Tagebucharchiv


Januar 1, 2008 17:16:30
Neues Jahr, neues Glück

Ein frohes neues Jahr aus Hamburg! Endlich ist das Jahr 2007 abgeschlossen, ein neues Jahr hat angefangen und vieles hat sich geändert. Ein neuer Job wird mich morgen erwarten, eine neue Wohnung wird kommen. Ich hoffe, wieder mehr Zeit für stagePRESS zu haben, vielleicht schaffe ich es auch endlich mal wieder, meine Geschichten weiterzuschreiben.

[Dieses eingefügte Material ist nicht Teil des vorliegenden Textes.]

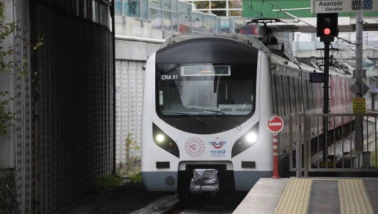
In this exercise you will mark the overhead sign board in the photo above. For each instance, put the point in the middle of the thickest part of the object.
(338, 6)
(359, 105)
(316, 77)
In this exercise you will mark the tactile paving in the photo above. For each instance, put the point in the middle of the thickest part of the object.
(295, 197)
(353, 197)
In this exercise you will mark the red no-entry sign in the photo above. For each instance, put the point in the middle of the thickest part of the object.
(275, 124)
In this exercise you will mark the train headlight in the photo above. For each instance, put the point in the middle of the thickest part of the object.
(159, 138)
(162, 140)
(251, 137)
(246, 141)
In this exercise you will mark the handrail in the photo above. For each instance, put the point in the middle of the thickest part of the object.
(139, 39)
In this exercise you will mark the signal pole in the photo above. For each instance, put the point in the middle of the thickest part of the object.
(327, 30)
(358, 80)
(326, 97)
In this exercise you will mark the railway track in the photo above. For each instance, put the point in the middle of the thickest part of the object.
(205, 204)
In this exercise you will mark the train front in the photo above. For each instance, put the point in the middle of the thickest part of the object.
(204, 103)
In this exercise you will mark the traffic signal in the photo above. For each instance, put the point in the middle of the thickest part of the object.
(327, 25)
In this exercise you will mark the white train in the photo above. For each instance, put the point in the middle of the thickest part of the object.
(207, 100)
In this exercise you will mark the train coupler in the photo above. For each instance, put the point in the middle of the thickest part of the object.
(204, 180)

Sylvester haben wir (Magda, Magdas Schwester und ich) am Hühnerposten verbracht. Das ist eine "Event-Location" in Hamburg - netterweise in Fußreichweite von Magdas Wohnung. Wir kamen so gegen 23 Uhr an - und standen in einer langen Schlange von Menschen, die rein wollten - die erste organisatorische Panne. Sie haben nicht mal die Schlangen getrennt zwischen denen, die schon Karten hatten und denen, die noch welche kaufen mussten. Die Sicherheitsmaßnahmen waren auch ... rudimentär. Zwar war angekündigt worden, dass man keine Video- und Filmaufnahmen machen dürfe, keine Glasflaschen, sowie Feuerwerkskörper mitnehmen dürfe etc. Und was geschah? Nichts. Ich bin kein Freund übertriebener Sicherheitsmaßnahmen - das dürfte den regelmäßigen Lesern klar sein - aber wenn so viele Menschen zusammenkommen - gerade zu Sylvester - dann können da leicht Aggressionen entstehen und zu Sylvester könnten sich einige Leute in ihrem besoffenen Kopf denken, ein paar Böller in der Masse zu entzünden - deswegen darf man da schon schauen, was die Leute dabei haben.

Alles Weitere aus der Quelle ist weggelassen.